Updated

Wind gusting to 70 mph and hail (search) the size of baseballs pounded the Texas Panhandle (search), smashing almost all of the windows on one end of a six-story hospital, where one patient was injured by flying glass.

"It blew out the lobby. The windows are shattered. They blew in on the patients," said Mary Barlow, a spokeswoman for Baptist St. Anthony's Hospital.

About 30 rooms in the 410-bed hospital were affected and about 100 patients had to be moved to other rooms. Barlow said the hospital's neonatal intensive care unit was hit and about a dozen babies had to be moved to the regular newborn nursery.

"One patient had a gash to his leg from flying glass," Barlow said.

Damage estimates were not yet available Tuesday, but were expected to total millions of dollars, authorities said.

Homes and vehicles were damaged by hail up to baseball size.

"Glass flew everywhere.
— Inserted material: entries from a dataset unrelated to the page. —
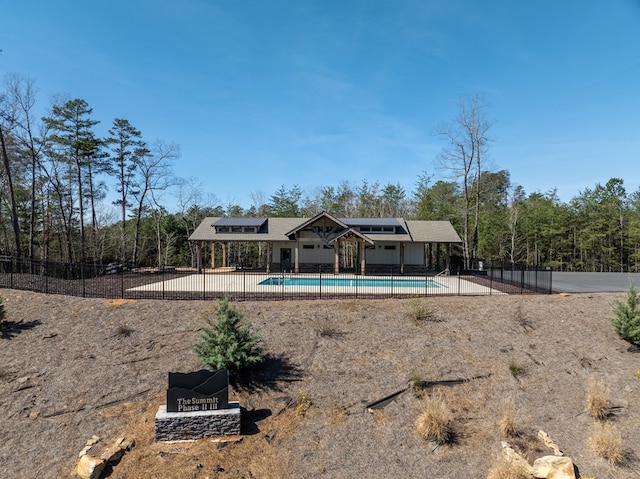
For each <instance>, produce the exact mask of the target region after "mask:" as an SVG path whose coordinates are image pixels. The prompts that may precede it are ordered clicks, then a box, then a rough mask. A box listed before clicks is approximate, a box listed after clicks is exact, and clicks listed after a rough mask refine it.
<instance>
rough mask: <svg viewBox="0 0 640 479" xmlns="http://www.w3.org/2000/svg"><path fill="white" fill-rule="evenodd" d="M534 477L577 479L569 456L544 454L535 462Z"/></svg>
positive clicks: (534, 464)
mask: <svg viewBox="0 0 640 479" xmlns="http://www.w3.org/2000/svg"><path fill="white" fill-rule="evenodd" d="M533 477H535V478H538V479H576V473H575V468H574V467H573V461H572V460H571V458H569V457H560V456H543V457H540V458H538V459H536V460H535V462H534V463H533Z"/></svg>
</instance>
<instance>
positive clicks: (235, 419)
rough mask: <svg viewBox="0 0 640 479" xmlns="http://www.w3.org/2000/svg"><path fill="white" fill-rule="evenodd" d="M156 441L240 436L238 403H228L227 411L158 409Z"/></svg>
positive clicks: (156, 422) (177, 440)
mask: <svg viewBox="0 0 640 479" xmlns="http://www.w3.org/2000/svg"><path fill="white" fill-rule="evenodd" d="M155 430H156V441H179V440H185V439H202V438H204V437H218V436H237V435H239V434H240V403H238V402H234V401H230V402H229V409H218V410H215V411H194V412H167V406H166V405H164V404H163V405H162V406H160V407H159V408H158V412H157V413H156V419H155Z"/></svg>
It looked like Coke bottles, half Coke bottles shooting through our skylights," Amarillo (search) homeowner Faye Essary told the Amarillo Globe-News.

Windows also were smashed on cars on some dealers' lots, and a Wal-Mart Super Center closed because its skylights were shattered.

Heavy rain flooded some underpasses and rural roads, and Hartley County Sheriff Franky Scott said water was up to 4 feet deep in some areas.

"It had the barbed wire fence covered up," Scott said.

Storm spotters reported several twisters in the Amarillo area, including one along Interstate 40.